DBS Bank has announced the expansion of its foreign exchange service, DBS SecureFX, to all corporate customers in Singapore. Initially launched in March 2025 for small and medium-sized enterprises (SMEs), the service allows businesses to lock in FX rates directly within DBS IDEAL, providing greater certainty in managing foreign exchange risk. This expansion comes as 83% of SMEs plan to internationalise in 2026, according to DBS’ Business Pulse Check Survey.
The service’s popularity is evident, with approximately 60% of DBS Singapore’s SME FX customers already utilising it for cross-border payments. The expansion aims to support more businesses amidst rising implied volatility in currencies such as the euro, Japanese yen, and British pound, driven by ongoing macroeconomic uncertainties.
Eileen Chia, Regional Head of Corporate Advisory, Global Financial Markets at DBS, stated, “Whilst global markets are moving through a period of heightened volatility, this also presents opportunities for businesses that are ready to scale beyond their home markets. Companies that take a more strategic approach to managing their foreign exchange exposures are often better positioned to seize regional opportunities, strengthen supplier relationships and plan with greater clarity.”

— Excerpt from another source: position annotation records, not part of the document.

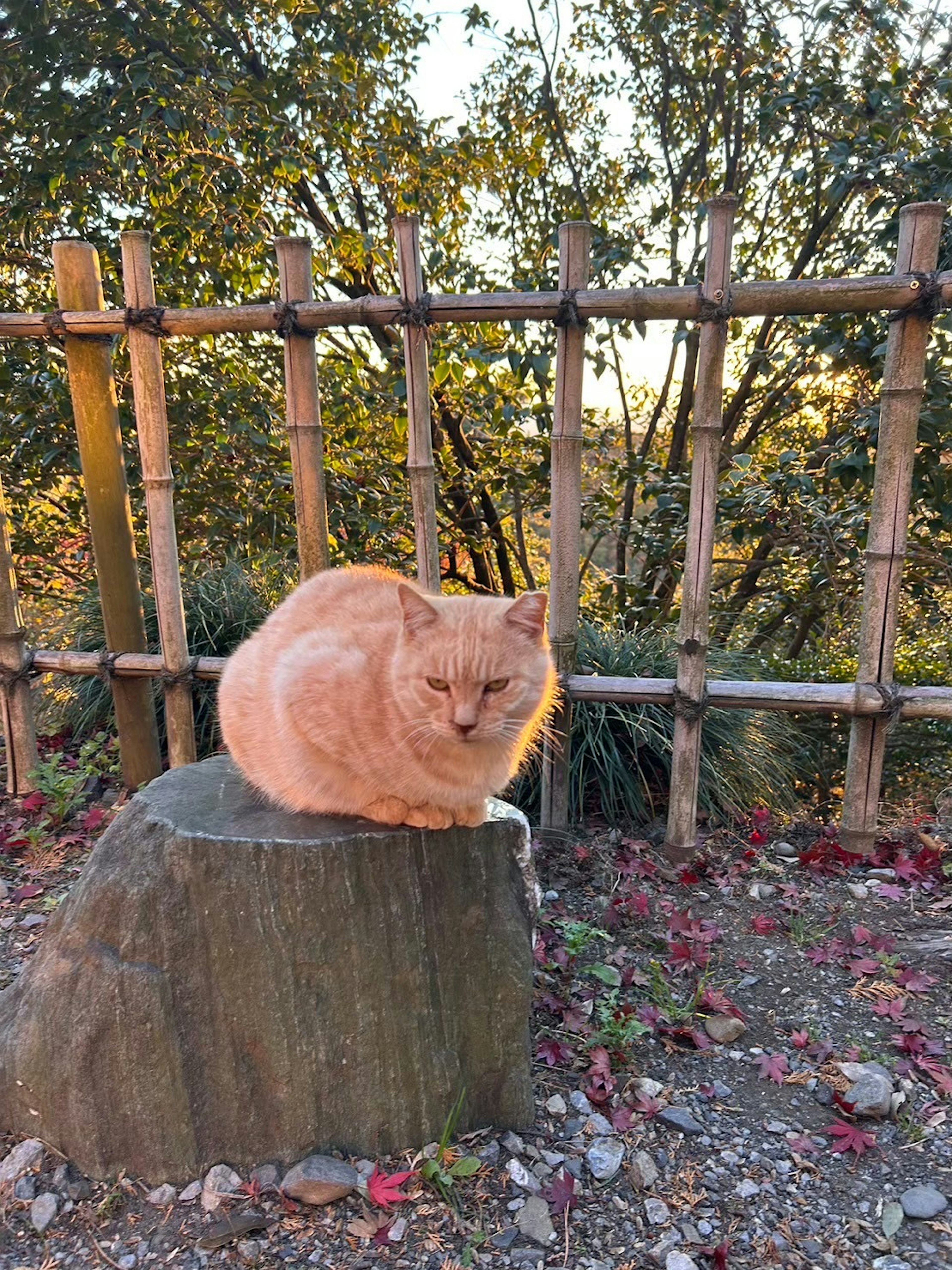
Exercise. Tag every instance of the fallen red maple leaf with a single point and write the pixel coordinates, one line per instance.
(850, 1137)
(385, 1190)
(560, 1194)
(772, 1067)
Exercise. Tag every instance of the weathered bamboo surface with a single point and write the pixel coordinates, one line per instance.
(153, 436)
(16, 705)
(96, 412)
(565, 535)
(699, 553)
(769, 299)
(847, 699)
(419, 427)
(902, 393)
(304, 411)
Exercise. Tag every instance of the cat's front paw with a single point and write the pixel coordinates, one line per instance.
(427, 817)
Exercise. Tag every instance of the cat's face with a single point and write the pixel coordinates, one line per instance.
(472, 670)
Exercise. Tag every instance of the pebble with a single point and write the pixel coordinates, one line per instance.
(522, 1178)
(657, 1212)
(23, 1157)
(923, 1202)
(219, 1182)
(319, 1180)
(162, 1197)
(42, 1212)
(643, 1172)
(724, 1029)
(680, 1118)
(535, 1224)
(605, 1157)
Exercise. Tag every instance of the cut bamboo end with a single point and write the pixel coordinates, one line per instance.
(920, 233)
(696, 585)
(153, 436)
(421, 466)
(304, 411)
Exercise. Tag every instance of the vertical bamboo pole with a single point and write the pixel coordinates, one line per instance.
(902, 394)
(20, 731)
(419, 460)
(565, 525)
(304, 412)
(93, 392)
(153, 434)
(699, 553)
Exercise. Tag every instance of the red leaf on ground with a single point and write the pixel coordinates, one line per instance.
(772, 1067)
(27, 892)
(385, 1190)
(555, 1053)
(850, 1137)
(560, 1194)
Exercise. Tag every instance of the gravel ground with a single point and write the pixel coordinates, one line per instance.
(688, 1033)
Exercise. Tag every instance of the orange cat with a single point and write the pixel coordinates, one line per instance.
(362, 695)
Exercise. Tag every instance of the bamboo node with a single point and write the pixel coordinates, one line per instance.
(27, 671)
(106, 667)
(286, 321)
(568, 315)
(58, 331)
(416, 313)
(187, 675)
(149, 319)
(691, 709)
(714, 310)
(892, 698)
(928, 300)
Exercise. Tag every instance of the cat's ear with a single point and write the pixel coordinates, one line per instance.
(529, 614)
(418, 611)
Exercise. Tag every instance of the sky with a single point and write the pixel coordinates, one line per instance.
(447, 69)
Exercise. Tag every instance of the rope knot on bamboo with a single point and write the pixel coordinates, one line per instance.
(928, 300)
(416, 313)
(287, 322)
(892, 696)
(27, 671)
(149, 319)
(568, 317)
(106, 667)
(688, 708)
(187, 675)
(714, 310)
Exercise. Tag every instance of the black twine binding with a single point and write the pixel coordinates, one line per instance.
(714, 310)
(928, 303)
(29, 671)
(568, 315)
(149, 319)
(58, 331)
(187, 675)
(416, 313)
(287, 322)
(892, 698)
(687, 708)
(106, 670)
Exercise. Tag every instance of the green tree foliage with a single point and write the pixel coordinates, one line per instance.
(219, 124)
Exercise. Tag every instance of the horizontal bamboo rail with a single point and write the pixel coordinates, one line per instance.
(846, 699)
(796, 298)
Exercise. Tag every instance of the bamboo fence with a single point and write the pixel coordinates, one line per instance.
(913, 295)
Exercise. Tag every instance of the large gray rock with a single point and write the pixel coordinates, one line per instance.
(232, 982)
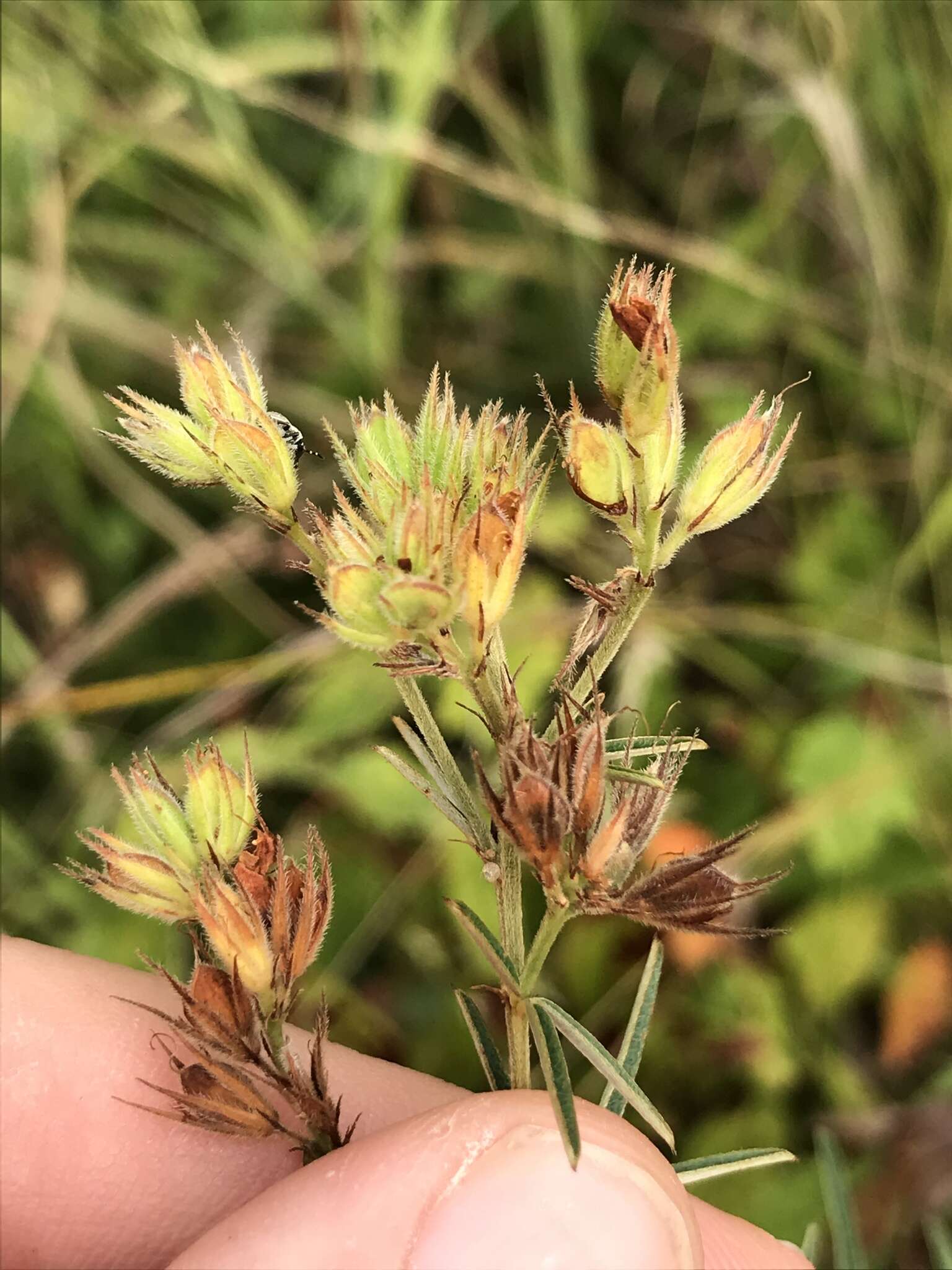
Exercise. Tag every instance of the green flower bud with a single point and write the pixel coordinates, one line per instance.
(734, 471)
(221, 806)
(159, 815)
(353, 593)
(598, 464)
(416, 606)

DBS SecureFX enables businesses to lock in preferred FX rates for five currency pairs, including USD/SGD and EUR/USD, up to one month in advance. This service supports payments up to $1m without requiring credit lines or upfront cash commitments. The expansion is part of DBS’s commitment to leveraging digital capabilities and financial market expertise to aid enterprises in their overseas growth efforts.